Job Openings G02 - Data Scientist

About the job G02 - Data Scientist

Role Overview:

You own the data & model lifecycle for evaluation, guardrail, and testing features: turning exploratory research into production services, designing evaluation harnesses, curating / generating datasets, and instrumenting continuous risk & quality monitoring across Litmus and Sentinel. You are the bridge between rapid Responsible AI experimentation and reliable platform delivery.

Job Responsibilities:

  • Productise research prototypes (guardrails, detectors, evaluators) into performant, observable services & APIs.
  • Design/maintain evaluation pipelines (batch & on-demand) for safety, robustness, fairness, leakage, and regression drift.
  • Implement prompt / model optimisation strategies (quantisation, caching, dynamic routing, selective execution) to hit latency & cost budgets.
  • Develop automated benchmarking harnesses integrating internal & external suites (jailbreak, prompt injection, harassment, PII, off-topic, leakage).
  • Define graduation criteria + sign-off checklist for moving a prototype to GA (coverage, bias metrics, drift tolerance, alert thresholds).
  • Build monitoring & alerting (precision / recall, calibration, drift, FP/FN balance, cost, latency) and drive remediation playbooks.
  • Contribute reusable internal / open-source evaluation & guardrail components; document patterns & anti-patterns.
  • Support CI/CD with golden sets, seeded adversarial test packs, and safety regression gates blocking non-compliant releases.

Qualifications:

  • 3+ years (or demonstrably equivalent) delivering end-to-end ML / data science solutions (scoping data modelling deployment monitoring).
  • Strong Python (data tooling, modern packaging, async patterns) plus PyTorch / TensorFlow or equivalent.
  • Hands-on with LLM integration patterns (prompt engineering, evaluation, fine-tuning / adapters, or RAG pipelines).
  • Applied understanding of Responsible AI (safety, robustness, fairness, privacy) and how to operationalise metrics (e.g. drift, guardrail precision/recall).
  • Cloud + container (AWS / GCP / Azure, Docker).
  • Familiarity with vector stores, embedding generation, and prompt/output tracing or observability frameworks.
  • Sound experimental design (statistical validity, variance reduction, confidence thresholds).
  • Ability to write production-quality, testable code; effective code review participation.
  • Clear communication of technical risk & metric trade-offs to product stakeholders.

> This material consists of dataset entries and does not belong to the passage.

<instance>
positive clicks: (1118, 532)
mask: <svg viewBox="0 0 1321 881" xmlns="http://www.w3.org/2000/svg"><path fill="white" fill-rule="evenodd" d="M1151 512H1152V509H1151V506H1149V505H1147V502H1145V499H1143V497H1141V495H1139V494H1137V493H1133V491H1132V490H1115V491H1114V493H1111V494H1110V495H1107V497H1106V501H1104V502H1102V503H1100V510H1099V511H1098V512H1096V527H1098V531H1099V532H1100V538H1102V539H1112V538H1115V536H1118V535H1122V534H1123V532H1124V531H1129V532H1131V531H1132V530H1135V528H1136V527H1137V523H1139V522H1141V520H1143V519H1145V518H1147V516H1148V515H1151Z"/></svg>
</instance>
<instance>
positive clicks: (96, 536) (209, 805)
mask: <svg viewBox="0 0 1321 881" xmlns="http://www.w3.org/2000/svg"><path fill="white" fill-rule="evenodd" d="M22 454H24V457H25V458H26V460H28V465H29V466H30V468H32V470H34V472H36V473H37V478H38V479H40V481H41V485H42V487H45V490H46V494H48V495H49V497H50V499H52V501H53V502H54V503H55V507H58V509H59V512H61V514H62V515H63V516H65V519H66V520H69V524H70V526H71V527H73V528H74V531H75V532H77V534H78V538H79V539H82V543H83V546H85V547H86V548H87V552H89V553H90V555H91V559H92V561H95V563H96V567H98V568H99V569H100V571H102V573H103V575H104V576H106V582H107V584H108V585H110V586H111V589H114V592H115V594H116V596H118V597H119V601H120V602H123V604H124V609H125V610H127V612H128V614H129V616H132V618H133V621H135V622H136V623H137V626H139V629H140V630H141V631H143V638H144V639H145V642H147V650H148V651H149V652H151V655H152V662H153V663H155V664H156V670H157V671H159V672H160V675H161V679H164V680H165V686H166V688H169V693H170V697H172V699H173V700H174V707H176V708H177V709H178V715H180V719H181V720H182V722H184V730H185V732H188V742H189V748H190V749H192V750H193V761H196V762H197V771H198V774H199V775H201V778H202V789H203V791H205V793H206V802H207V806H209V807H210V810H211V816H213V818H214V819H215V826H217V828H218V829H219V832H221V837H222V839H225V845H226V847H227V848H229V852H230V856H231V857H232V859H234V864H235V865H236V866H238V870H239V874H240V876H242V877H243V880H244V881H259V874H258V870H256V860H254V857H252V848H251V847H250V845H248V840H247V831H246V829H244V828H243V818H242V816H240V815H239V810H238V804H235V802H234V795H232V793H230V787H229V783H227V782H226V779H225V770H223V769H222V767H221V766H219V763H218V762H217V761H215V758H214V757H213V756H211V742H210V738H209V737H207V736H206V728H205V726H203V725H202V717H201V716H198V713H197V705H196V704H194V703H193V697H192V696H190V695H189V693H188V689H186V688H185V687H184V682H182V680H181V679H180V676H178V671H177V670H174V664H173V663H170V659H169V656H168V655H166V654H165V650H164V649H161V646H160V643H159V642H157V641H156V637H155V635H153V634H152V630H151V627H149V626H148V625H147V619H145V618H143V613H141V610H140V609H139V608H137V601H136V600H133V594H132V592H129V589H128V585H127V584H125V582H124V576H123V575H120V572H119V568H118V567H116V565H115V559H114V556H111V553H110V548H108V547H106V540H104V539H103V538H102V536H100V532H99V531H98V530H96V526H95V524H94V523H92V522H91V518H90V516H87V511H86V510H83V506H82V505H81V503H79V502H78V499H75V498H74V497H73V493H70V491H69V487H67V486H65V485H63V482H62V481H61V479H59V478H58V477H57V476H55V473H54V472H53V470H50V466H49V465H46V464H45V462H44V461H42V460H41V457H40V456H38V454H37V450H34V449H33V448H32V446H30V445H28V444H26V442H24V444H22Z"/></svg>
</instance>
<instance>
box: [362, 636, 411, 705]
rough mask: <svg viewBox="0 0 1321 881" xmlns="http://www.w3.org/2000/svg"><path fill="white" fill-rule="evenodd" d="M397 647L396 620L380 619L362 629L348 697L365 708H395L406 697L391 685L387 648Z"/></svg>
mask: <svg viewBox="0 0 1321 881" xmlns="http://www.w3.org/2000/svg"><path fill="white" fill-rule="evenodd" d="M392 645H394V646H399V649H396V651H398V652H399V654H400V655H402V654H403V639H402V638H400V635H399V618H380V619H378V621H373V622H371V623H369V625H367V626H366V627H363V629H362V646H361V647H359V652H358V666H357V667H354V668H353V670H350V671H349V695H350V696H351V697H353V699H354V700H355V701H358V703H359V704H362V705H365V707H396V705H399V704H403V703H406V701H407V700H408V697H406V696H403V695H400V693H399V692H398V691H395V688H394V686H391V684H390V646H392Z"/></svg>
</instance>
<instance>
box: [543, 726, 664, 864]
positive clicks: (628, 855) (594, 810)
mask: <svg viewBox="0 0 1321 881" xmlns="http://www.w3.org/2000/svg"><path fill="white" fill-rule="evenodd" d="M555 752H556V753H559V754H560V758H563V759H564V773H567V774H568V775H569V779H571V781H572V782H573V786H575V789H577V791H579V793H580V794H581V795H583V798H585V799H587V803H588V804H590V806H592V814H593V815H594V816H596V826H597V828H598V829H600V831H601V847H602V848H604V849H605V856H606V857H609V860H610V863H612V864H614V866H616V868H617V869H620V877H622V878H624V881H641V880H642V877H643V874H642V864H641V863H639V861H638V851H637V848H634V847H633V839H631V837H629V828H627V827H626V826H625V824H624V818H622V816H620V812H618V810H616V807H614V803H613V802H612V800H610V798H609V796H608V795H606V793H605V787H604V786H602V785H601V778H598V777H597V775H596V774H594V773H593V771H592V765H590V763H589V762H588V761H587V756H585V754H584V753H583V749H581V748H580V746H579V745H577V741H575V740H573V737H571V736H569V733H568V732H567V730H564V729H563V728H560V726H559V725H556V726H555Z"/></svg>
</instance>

Preferred / Bonus Qualifications:

  • Experience implementing guardrail or policy frameworks (e.g. Llama Guard, NeMo Guardrails, LLM-Guard, custom classifiers).
  • Prior work on adversarial / red-teaming datasets, jailbreak detection, or toxicity / leakage mitigation.
  • Knowledge of model compression (quantisation, distillation) and GPU / accelerator optimisation.
  • Hands-on with RLHF / DPO / preference optimization or synthetic data generation pipelines.